Finding config file: psql -U postgres -c 'SHOW config_file'

To reload your configuration, run: pg_ctl reload in your terminal. If you run into the following message, read on for more information.

pg_ctl: no database directory specified and environment variable PGDATA unset
Try "pg_ctl --help" for more information.

This command assumes the PGDATA environment variable is set, and points to the data directory for your PostgreSQL installation.

Run echo $PGDATA to confirm it's set and see the value. How do you set the value if it's empty? Run the following commands in your terminal:

# Look up the value
psql -U postgres -c 'SHOW data_directory'

# Assign the value to PGDATA
export PGDATA="$(psql -U postgres \
  -c 'SHOW data_directory' \
  --tuples-only | sed 's/^[ \t]*//')"
echo "Set PGDATA: $PGDATA"

When you've confirmed PGDATA is set, run pg_ctl reload again. The command should reload the PostgreSQL config, referencing your data directory via PGDATA.

Docker

Reset everything:

sh reset_docker_instances.sh

Tear down docker:

sh teardown_docker.sh

Slow Clients

Replace config/database.yml (or just the "slow clients" section)
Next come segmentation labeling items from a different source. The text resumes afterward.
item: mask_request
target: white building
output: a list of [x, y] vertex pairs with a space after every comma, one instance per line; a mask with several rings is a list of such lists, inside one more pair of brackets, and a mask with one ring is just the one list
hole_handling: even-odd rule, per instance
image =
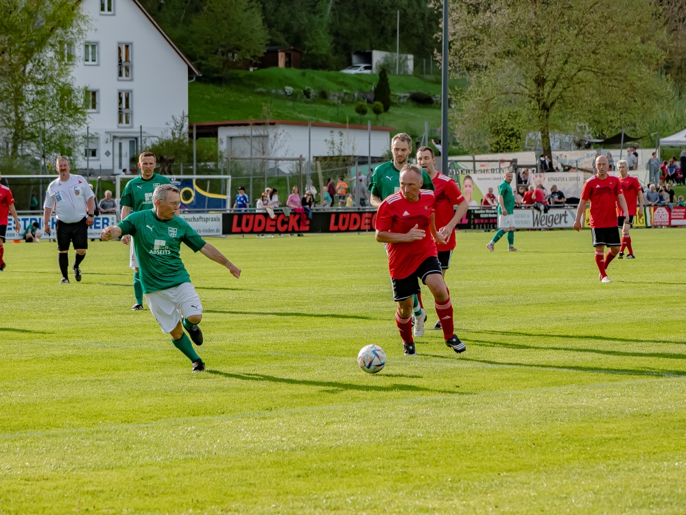
[[88, 166], [120, 173], [135, 167], [141, 138], [188, 114], [189, 78], [200, 73], [138, 0], [81, 5], [91, 28], [76, 51], [74, 77], [88, 89]]

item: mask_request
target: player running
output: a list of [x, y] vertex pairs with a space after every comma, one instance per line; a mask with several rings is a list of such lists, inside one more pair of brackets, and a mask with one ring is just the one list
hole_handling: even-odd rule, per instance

cp config/database-slow-clients.sample.yml config/database.yml

With that in place, create a model:

class SlowClientModel < ApplicationRecord
  self.establish_connection :slow_clients
end

Run query code that takes 5 seconds, and verify that it's canceled in the normal configuration.

The "slow client" configuration allows it since it has a higher statement timeout configured.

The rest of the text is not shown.